723/J XXIII. GP
Eingelangt am
26.04.2007
Dieser Text ist elektronisch textinterpretiert. Abweichungen vom Original sind
möglich.
Anfrage
der
Abgeordneten Dr. Caspar Einem
und
Genossen
an den Bundesminister für Landesverteidigung
betreffend
die Beschaffung von Streumunition (Streubomben und Panzerhaubitzen-
granaten) durch das österreichische Bundesheer
Streumunition: Einsatz und Wirkung
„Heutzutage
ist die Streumunition eine der am meisten eingesetzten Luftabwurfwaffen und
verdrängte damit die zuvor bei Massenabwürfen übliche
Splitterbombe oder den
großflächigen Einsatz von Napalm.
Der
Einsatz von Streumunition findet vor allem gegen weiche Ziele (ungepanzerte
Fahrzeuge,
Infanterie,
Luftabwehr-Systeme, Artillerie-Stellungen) oder Infrastruktur (Straßen,
Landebahnen, Felder) statt. Da die Waffe durch die vielen
„Minibomben" keinen eigentlichen
Explosionsmittelpunkt besitzt, können die Bomblets auch hinter Deckungen
oder in
Schützengräben
gelangen. Durch den sehr großen räumlichen Wirkungsradius
erhöht sich die
Effektivität
der Waffe gegen großflächige Ziele, oder die Wahrscheinlichkeit
kleine,
bewegliche Ziele im
angegriffenen Bereich zu treffen. Streumunition ist damit, rein
militärisch betrachtet, eine der wirksamsten konventionellen Waffen, die
aus der Distanz
gegen Bodenziele eingesetzt werden
können. Ihre Wirkungsweise beinhaltet allerdings immer
die Wahrscheinlichkeit von umfassenden Begleitschäden im Zielgebiet.
Auf eine der
ursprünglichen Verwendungsformen, das Verminen ganzer Areale, wird von den
meisten Armeen
heutzutage bewusst verzichtet oder durch eine helle, auffällige
Färbung der
Submunition und/oder einen
Selbstzerstörungsmechanismus, der die Mine innerhalb von 4—48
Stunden automatisch zur Explosion
bringt, versucht eine langzeitige Verseuchung von
Einsatzgebieten zu vermeiden.

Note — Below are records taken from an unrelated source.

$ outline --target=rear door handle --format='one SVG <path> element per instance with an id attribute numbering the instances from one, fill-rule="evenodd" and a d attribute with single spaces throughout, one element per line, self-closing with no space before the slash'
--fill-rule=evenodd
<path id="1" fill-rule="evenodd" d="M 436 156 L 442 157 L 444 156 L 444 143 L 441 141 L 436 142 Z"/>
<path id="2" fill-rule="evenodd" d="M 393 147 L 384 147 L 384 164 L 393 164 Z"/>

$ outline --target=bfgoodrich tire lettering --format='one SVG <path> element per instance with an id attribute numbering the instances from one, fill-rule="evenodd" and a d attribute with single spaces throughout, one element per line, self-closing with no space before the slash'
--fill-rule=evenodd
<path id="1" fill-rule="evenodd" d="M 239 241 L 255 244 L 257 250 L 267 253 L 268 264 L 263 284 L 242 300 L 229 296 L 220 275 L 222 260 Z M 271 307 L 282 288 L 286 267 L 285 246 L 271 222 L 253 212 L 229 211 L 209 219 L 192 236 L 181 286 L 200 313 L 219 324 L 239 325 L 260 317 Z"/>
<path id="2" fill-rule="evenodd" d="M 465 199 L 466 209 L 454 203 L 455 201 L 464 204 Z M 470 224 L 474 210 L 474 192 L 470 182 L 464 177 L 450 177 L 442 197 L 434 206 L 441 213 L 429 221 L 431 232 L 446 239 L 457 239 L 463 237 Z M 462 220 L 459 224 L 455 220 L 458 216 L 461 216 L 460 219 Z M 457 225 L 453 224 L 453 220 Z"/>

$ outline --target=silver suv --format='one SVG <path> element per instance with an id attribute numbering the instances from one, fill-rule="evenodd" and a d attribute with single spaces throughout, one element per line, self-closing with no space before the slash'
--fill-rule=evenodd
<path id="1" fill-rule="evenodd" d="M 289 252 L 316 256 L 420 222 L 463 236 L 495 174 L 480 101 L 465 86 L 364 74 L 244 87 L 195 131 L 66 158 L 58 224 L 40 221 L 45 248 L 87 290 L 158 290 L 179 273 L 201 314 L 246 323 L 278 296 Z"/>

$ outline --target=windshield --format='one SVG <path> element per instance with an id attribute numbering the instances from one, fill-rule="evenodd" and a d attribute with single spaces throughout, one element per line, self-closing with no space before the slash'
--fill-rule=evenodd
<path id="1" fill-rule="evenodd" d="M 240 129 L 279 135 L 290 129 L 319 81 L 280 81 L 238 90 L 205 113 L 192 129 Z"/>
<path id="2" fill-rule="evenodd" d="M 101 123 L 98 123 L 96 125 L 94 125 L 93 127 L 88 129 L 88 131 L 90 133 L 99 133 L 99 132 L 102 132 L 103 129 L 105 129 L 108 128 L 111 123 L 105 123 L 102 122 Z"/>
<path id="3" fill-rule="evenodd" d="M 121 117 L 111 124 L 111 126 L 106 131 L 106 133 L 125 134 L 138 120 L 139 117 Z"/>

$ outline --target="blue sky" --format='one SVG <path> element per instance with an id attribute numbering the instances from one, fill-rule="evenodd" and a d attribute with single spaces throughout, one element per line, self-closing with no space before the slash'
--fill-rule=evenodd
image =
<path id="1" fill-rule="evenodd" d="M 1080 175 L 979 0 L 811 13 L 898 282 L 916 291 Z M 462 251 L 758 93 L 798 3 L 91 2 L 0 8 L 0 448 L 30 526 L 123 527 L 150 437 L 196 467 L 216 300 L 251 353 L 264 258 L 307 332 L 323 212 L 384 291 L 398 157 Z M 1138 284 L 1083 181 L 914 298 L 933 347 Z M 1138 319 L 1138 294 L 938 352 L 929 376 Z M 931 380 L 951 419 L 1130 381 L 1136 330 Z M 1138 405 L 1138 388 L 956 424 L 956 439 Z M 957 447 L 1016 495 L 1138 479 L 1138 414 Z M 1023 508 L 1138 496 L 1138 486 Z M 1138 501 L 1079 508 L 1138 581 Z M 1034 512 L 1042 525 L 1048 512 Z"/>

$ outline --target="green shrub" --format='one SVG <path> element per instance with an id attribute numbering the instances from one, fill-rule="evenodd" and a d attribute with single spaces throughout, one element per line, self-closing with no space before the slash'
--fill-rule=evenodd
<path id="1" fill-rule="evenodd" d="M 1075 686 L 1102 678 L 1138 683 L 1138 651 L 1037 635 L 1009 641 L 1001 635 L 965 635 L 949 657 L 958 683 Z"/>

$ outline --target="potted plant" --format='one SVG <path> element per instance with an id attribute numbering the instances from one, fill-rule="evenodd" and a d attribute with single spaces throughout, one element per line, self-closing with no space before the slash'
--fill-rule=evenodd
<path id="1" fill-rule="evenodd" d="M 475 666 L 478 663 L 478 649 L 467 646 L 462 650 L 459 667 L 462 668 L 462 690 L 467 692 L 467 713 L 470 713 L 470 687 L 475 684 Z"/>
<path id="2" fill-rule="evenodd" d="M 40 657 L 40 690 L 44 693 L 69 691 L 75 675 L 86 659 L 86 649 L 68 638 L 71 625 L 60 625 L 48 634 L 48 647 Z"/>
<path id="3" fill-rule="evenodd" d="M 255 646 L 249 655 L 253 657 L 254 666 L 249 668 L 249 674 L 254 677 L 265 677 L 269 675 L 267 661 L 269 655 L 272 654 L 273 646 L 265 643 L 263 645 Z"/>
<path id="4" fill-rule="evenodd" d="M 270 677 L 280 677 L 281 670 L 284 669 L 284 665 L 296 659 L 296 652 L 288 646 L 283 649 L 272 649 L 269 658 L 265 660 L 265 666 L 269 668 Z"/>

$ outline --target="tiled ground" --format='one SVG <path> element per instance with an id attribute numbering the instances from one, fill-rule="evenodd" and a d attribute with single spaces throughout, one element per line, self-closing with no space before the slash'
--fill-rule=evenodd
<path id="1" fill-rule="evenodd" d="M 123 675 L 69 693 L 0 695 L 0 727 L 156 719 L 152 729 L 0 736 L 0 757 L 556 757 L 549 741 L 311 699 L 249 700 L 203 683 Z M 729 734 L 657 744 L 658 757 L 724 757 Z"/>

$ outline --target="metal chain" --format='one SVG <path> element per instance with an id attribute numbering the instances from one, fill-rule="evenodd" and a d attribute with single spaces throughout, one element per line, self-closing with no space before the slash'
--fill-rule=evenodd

Andere Streumunition wird gezielt gegen
gepanzerte
Fahrzeuge eingesetzt, da sie die relativ schwach gepanzerte Oberseite der
Fahrzeuge auch mit
kleinen Ladungen durchdringen kann.
Eine vor
allem bei Flächenbombardements eingesetzte Variante ist die
Brand-Streubombe, die
Bomblets mit Napalm, Thermit oder ähnlichen Substanzen auf einer
großen Fläche verteilen
kann. Diese Bomben
führten im Zweiten Weltkrieg zu schweren Bränden in bombardierten
Städten, als sie in das Innere der
Häuser fielen, deren Dächer bereits durch herkömmliche
Bomben zerstört waren.
Während
des Kalten Krieges entwickelten beide Seiten Streubomben, die zum Einsatz von
verschiedenen chemischen Kampfstoffen geeignet waren. Wie viele dieser
mittlerweile von
den meisten Ländern geächteten Waffen sich in den Arsenalen befinden,
ist unklar.
In
der Praxis werden Streubomben meist in einer Mischung aus Explosiv-, Splitter-
und
panzerbrechender Ladung eingesetzt.
Gefährdung der Zivilbevölkerung
Der Einsatz
von Streumunition, insbesondere der Antipersonenvarianten, wird aus
humanitären
Gründen stark kritisiert, vor allem wegen der langzeitigen Bedrohung der
Zivilbevölkerung durch die unkontrollierte Verteilung von
Blindgängern im Zielgebiet....
... Zwischen
5 und 30 % der Bomblets explodieren nicht beim Aufschlag, sondern bleiben als
Blindgänger liegen und stellen, ähnlich wie Landminen, viele Jahre
lang eine Gefährdung für
die betroffene
Zivilbevölkerung dar. Betroffen sind sehr oft Kinder, die die Bomblets
wegen
ihrer Form und leuchtenden Farbe für Spielzeug halten. Im Vergleich zu
Landminen und
Antipersonenminen ist bei Unfällen mit
den Blindgängern solcher Bomblets besonders häufig
eine Mehrzahl von Personen betroffen und eine im Durchschnitt
höhere Mortalitätsrate
festzustellen. Im Kosovo (1999), Afghanistan (2001-2002) und im Irak (2003)
wurden
zusammengenommen fast eine Million Streubomben eingesetzt, zu denen eine hohe,
noch
nicht abschließend ermittelte Anzahl im Libanon (2006) hinzukommt. Auch
an den
Schauplätzen der Indochinakriege,
besonders in Laos und Süd-Vietnam, bleiben Blindgänger
von Streubomben immer noch
gefährlich."1
Österreich
hat noch in den Jahren 2000/2001 Streumunition in größerem Umfang
beschafft,
obwohl zu diesem Zeitpunkt bereits deutlich absehbar war, dass ein
Bedrohungsbild, das den
Einsatz dieser Munition erfordern könnte, nicht mehr erkennbar war.
Aus diesem
Grunde stellen die unterzeichneten Abgeordneten an den Bundesminister für
Landesverteidigung die folgende
Anfrage
1.
Welche und wie viel Streumunition befindet sich im Besitz des
österreichischen
Bundesheeres?
2. Wann wurde diese Munition beschafft?
3. Wie hoch waren die Kosten (in €)?
4.
Wie hoch ist der Anteil dieser Kosten an den Gesamtkosten der
Beschaffungsvorgänge
des Bundesheeres im Beschaffungsjahr?
5. Wie hoch ist der heute zu veranschlagende Wert dieser Munition?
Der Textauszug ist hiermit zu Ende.